I think that I will try to do this particular story in four sections. It is probably to long for most people to stay interested for the duration. In between I'll revert to my usual rants! This episode is not as interesting as future ones, but try to suffer through to get some background! There are no x-rated words in here yet!

Early on in my life, I had decided that I wanted to join the Navy in order to be able to work on, and fly in, all the great planes that they had in the 40's and 50's. So with that in mind, I made the first overture to a recruiting Officer in Springfield Mass. I took the required physical exam for all military inductees and was accepted for service. At that time in the history of the navy, you could make a request as to which "rating" you would like to strive for. I made my pitch to them that I wanted to be an Aviation Machinists Mate R. The "R" stood for 'reciprocating as that was the type of engine that I wanted to work on.I was assured that after the successful completion of boot camp I would be assigned to a school to learn all about those babies.
Eventually graduation day arrived, and that evening I was presented with a diploma signifying that the end of 12 years of terrible mental exertion had arrived! After all the graduates had been given their kudos and awards, I was a non-recipient of either, it came time for a Naval Aviation Pilot to do the deed, and swear myself and two other equally naive children into the service of their country. This took place as we were still wearing our cap and gown outfits and clutching that hard won sheepskin in our other hand. This all occurred on a Friday night and we were then advised that we would be leaving the Island the following Monday to journey to a place called Bainbridge MD. That was to be the place where we would receive our indoctrination into the life as a US Navy sailor.

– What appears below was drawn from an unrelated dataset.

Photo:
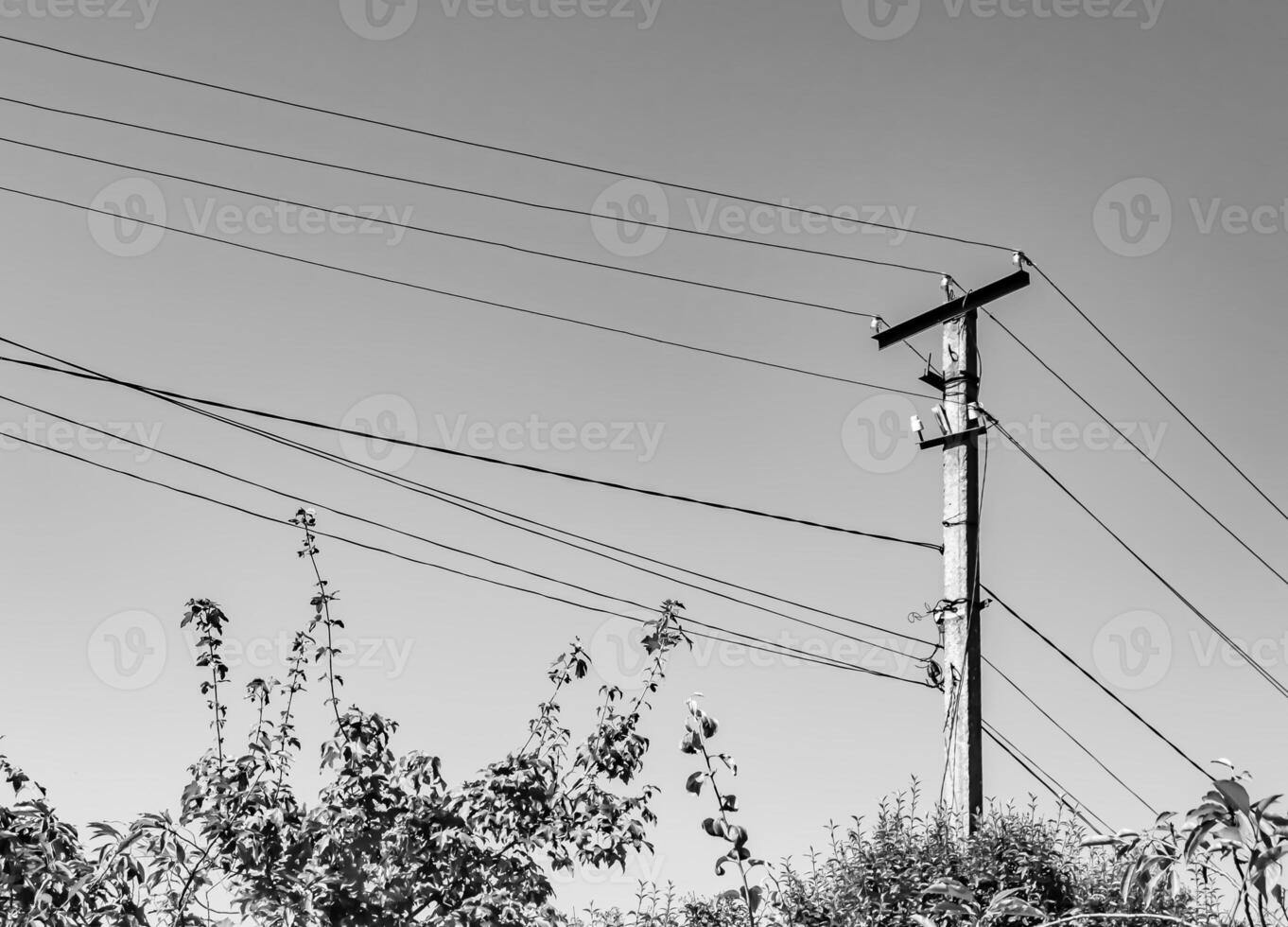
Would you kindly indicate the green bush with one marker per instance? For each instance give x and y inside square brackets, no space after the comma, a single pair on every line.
[876,873]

Well the day of departure finally arrived. I had been looking forward to this with the greatest of enthusiasm. It meant that I would miss the summer of 1956 on the Island but that was no big deal then. So on June the 15th the three of us went down to the New Harbor to get on the boat to leave the Island. Damn, this was an event in which I had never participated in before, as the boat we were leaving on was the one that went to New London CT. Man! Already I was in uncharted waters and I hadn't even left the damn dock yet! As the boat pulled away from the dock, and I looked at my Mom and Dad standing there, I had the first slight twinges that maybe I was being just a little bit hasty in my departure from everything I had ever known and everybody I loved!

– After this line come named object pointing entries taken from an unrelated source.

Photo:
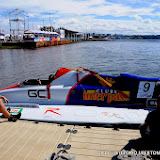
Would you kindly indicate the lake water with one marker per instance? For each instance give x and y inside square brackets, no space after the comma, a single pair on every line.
[140,57]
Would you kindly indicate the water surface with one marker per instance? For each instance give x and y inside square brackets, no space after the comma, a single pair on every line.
[140,57]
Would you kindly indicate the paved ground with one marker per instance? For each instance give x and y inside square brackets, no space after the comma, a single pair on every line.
[26,140]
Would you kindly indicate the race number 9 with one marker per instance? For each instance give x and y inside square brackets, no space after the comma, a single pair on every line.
[145,89]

We got to New London in good order and went to the train station which was only a few yards away. The train got us underway for the next part of our adventure. It was an adventure to, because here was another form of conveyance That I had never been on before! The next few hours got us down to Grand Central Station in New York City where we were deposited along with a few thousand other people. The only difference between them and us was that they knew where they were going and how to get there. Not so for we hicks from the sticks. Someone had told us on the way down to walk over to Penn Station to catch the train for Maryland, but we didn't have a clue as to the location of this place the end we wound up taking a taxi and not so sure that we didn't get a shortened tour of the city before our arrival at our location. After sorting out all the tracks and finding the right one, we boarded that train for the last leg of this odyssey.

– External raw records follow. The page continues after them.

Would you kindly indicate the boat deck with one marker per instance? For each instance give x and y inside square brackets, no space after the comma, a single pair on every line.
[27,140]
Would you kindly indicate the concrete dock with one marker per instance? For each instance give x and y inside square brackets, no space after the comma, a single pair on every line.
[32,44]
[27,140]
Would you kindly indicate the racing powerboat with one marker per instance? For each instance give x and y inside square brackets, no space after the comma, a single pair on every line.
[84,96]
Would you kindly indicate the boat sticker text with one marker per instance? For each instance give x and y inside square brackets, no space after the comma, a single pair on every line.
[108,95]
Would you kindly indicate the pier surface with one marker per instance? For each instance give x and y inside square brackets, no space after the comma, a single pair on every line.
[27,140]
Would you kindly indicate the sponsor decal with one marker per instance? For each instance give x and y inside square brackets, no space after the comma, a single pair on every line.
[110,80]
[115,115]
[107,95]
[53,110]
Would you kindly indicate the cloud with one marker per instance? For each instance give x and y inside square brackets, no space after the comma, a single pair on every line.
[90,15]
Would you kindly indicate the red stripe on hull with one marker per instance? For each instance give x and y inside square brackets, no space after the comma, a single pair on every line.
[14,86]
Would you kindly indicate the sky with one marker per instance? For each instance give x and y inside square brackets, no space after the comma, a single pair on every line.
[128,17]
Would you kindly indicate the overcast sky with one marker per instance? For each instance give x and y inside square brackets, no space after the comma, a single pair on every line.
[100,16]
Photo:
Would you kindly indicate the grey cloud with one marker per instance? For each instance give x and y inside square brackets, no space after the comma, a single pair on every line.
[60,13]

We arrived in a small town in MD called Perryville at about 1:30 am and climbed off with about 40 to 50 other guys who looked just as bewildered as me. Just then a big old gray bus with the words US Navy painted on the side arrived. Hooray, Salvation! We weren't going to have to sleep on the railway platform after all. These guys were going to give us a nice soft bed. HAH! They loaded us aboard and after about a 20 minute ride we came to a stop in front of a huge building. Off the bus and into the building we went like a herd of cattle. Inside this cavernous edifice, was just a huge floor painted with three foot squares covering the whole thing. Now comes out a door this person who was about six foot forty and commences to scream at us. Not even my mother could scream this loud! He told us to occupy one of the squares, stand at attention, (whatever that was) and don't talk. Then he hollers at us, "Divest yourselves of all the civilian accoutrements you have on your US Navy issue body!" We all stood there and just looked at each other trying to figure out what the hell he was talking about. Well he made it abundantly clear to strip off every stitch of clothes that we had on including shoes socks and underwear! Right at that moment, I knew for sure that I had made a HUGE mistake in joining the USN! This incident occurred about 0230 in the morning and we were left standing at attention in our birthday suits till 0600! So much for the nice soft bed! TO BE CONTINUED. Everett

1 comment:

Anonymous said...

I really enjoyed your story about your introduction to the Military Life. It reminded me of a conversation I had with my brother many years ago after he joined the Air Force and had completed basic training. Not knowing anything about the military except what I'd seen in the movies, I asked him what he thought about the Air Force so far. "Not bad" was the answer. Wanting more details, I asked him "What about the drill sergeants? Do they really get in your face and yell?" He replied "Oh sure." "How was that?" I asked, still looking for more information. He paused for a minute and then replied " Oh, no worse than Ma." I knew exactly what he meant and knew he'd be fine.

Hope to see your next installment soon.